Voto vencido, o ministro Marco Aurélio Mello optou pela
absolvição do réu quanto ao crime de lavagem de dinheiro. Contestando apenas
este ponto do processo, o ministro alegou não ter sido imputado um crime
anterior, segundo exigências legais, para que o tipo penal da lavagem esteja
configurado. Para o magistrado, o recebimento dissimulado de dinheiro ilícito é
típico do crime de corrupção, fazendo com que o delito não possa ser apontado
como o fato anterior exigido pela lei. Ainda segundo Marco Aurélio, tal delito
também não pode ser considerado como fato anterior, uma vez que foi reconhecida
a prescrição do crime de fraude em licitação.
Combustível
Esta não é a primeira complicação de Paulo Feijó nos últimos
anos. Como o Congresso em Foco revelou em abril de 2015, de setembro de 2011 a
fevereiro de 2015 o deputado gastou R$ 168,4 mil para abastecer veículos
utilizados por ele e assessores em um posto em Campos de Goytacazes (RJ). O
parlamentar foi integralmente ressarcido pela Câmara após apresentar notas
fiscais. Seria apenas mais um caso de uso da Cota para o Exercício da Atividade
Parlamentar (Ceap), o chamado cotão, benefício ao qual todo congressista tem
direito para cobrir despesas atreladas ao mandato, não fosse um detalhe: o
posto Líder Ltda, usado todas as vezes pelo parlamentar, é de propriedade de
seu genro, Leandro Souza Barroso.
Norma interna da Câmara proíbe deputados de pedirem
ressarcimento de despesas feitas em empresas de propriedade de parentes em até
terceiro grau, como filhos, pais, cônjuges, irmãos, sobrinhos, avós, sogros,
noras e genros. Depois de virar alvo de um abaixo-assinado com mais de 2.142
assinaturas, que pediam a devolução dos recursos, sob pena de representação no
Conselho de Ética e no Tribunal de Contas da União (TCU), Feijó admitiu o “lapso”
e se comprometeu a ressarcir a Câmara pelas despesas feitas indevidamente.

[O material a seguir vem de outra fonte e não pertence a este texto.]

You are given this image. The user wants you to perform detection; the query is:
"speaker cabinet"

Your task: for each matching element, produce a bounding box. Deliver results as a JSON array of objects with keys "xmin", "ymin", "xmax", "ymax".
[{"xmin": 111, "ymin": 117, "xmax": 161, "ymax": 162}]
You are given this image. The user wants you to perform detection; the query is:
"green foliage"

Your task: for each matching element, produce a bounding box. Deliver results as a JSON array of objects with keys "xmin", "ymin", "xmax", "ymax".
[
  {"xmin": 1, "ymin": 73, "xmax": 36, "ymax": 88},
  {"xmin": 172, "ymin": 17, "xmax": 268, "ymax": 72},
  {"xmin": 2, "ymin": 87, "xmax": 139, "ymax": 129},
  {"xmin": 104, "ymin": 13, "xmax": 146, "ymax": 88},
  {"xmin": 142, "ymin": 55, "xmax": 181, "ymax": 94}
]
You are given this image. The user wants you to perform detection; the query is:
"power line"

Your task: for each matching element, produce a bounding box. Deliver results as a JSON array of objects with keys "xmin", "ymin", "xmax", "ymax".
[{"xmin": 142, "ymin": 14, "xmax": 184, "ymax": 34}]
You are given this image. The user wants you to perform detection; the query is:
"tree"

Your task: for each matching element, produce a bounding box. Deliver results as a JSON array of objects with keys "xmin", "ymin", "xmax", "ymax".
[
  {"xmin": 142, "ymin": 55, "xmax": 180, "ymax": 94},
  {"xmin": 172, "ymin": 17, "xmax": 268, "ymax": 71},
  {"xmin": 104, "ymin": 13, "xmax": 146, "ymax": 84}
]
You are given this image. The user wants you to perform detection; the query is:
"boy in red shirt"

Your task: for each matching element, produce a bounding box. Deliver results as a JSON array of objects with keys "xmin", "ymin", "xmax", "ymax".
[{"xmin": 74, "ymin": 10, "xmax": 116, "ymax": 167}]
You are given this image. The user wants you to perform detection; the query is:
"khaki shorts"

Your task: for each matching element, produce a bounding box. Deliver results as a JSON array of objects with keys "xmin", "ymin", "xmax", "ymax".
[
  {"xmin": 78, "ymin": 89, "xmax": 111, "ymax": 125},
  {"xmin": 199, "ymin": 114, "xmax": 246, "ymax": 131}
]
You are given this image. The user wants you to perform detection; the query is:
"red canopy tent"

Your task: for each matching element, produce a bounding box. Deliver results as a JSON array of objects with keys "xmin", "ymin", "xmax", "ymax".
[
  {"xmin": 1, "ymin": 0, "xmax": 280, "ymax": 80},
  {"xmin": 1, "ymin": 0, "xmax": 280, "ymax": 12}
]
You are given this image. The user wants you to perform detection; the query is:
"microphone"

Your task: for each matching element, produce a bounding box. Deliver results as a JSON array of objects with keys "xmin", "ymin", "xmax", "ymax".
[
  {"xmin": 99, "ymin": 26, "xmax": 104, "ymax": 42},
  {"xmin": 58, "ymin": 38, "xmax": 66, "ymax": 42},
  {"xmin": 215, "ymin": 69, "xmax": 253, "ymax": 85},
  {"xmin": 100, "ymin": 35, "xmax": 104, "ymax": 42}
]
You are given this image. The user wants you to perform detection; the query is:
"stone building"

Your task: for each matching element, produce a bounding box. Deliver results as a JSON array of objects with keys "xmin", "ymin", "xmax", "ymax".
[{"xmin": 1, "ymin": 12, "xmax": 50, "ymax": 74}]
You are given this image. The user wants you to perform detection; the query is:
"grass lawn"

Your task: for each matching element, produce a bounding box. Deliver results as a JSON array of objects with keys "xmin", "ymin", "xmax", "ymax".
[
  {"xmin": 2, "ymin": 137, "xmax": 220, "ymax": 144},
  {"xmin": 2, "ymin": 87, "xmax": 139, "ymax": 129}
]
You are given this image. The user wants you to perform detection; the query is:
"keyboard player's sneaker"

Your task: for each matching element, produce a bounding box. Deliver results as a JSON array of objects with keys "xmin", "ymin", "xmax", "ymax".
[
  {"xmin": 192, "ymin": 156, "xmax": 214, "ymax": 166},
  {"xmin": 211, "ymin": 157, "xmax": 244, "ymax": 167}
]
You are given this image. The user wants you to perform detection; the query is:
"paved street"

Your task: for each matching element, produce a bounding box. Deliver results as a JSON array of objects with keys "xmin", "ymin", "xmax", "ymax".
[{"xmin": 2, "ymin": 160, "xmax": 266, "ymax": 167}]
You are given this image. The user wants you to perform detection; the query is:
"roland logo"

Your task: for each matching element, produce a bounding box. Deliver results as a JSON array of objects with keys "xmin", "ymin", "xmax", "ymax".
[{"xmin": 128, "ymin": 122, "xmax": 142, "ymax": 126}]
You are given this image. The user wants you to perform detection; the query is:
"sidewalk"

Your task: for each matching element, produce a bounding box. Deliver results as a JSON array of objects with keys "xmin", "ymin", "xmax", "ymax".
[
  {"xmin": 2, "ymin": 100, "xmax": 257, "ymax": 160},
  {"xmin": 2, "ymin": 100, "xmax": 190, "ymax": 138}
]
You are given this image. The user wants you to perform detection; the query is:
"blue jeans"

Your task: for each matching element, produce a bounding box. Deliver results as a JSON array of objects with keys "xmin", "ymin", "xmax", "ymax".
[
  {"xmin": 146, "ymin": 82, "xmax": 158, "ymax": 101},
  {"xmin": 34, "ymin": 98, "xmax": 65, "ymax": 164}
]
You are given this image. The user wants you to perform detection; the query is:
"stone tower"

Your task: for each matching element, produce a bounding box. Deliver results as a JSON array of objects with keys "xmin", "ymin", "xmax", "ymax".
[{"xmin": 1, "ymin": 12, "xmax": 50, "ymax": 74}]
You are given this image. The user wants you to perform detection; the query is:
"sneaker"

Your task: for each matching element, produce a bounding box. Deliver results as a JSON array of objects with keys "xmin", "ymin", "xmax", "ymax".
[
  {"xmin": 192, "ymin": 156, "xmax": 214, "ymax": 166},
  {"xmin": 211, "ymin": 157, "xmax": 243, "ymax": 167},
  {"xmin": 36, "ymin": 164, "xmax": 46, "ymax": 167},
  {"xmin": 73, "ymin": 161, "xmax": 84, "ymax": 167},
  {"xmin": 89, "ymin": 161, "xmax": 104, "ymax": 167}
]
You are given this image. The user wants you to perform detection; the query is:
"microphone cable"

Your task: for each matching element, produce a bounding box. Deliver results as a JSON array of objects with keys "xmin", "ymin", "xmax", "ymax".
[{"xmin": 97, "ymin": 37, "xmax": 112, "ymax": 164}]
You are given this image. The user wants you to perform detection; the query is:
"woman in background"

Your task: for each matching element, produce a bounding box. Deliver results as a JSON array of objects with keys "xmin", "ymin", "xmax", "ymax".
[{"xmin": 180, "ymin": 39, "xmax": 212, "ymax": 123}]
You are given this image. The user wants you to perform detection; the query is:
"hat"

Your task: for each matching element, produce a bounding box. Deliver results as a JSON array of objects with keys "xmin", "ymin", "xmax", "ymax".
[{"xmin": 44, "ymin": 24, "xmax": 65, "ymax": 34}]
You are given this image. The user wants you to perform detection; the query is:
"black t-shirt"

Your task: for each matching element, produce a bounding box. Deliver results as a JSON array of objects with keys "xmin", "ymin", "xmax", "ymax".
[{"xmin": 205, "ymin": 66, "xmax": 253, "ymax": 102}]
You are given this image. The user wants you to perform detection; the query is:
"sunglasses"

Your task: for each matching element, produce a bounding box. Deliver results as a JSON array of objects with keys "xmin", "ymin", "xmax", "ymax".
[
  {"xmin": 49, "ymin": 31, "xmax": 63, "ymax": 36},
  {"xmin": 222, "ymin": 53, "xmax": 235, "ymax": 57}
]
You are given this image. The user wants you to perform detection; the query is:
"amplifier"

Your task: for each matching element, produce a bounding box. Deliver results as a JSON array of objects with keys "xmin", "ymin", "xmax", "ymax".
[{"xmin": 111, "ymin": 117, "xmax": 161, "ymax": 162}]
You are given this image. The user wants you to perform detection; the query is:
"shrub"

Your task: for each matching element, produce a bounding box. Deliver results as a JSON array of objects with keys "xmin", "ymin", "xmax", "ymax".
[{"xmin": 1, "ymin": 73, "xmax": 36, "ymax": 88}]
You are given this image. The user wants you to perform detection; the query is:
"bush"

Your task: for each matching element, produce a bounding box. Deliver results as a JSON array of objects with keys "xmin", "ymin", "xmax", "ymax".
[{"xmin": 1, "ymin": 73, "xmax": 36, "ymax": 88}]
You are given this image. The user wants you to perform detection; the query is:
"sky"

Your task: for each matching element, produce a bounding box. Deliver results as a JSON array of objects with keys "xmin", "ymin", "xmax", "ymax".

Em entrevista ao site, Paulo Feijó admitiu que abasteceu no
posto do genro, que, segundo ele, tem participação acionária de 5%. O deputado
afirmou que é cliente do posto há 30 anos. “É um posto de minha confiança. Mas
de sete anos pra cá, o filho do dono casou com a minha filha e eu estava
achando que o posto era só do pai do meu genro. Só depois de alertado, vi que
meu genro tem 5% de participação neste posto”, declarou na ocasião.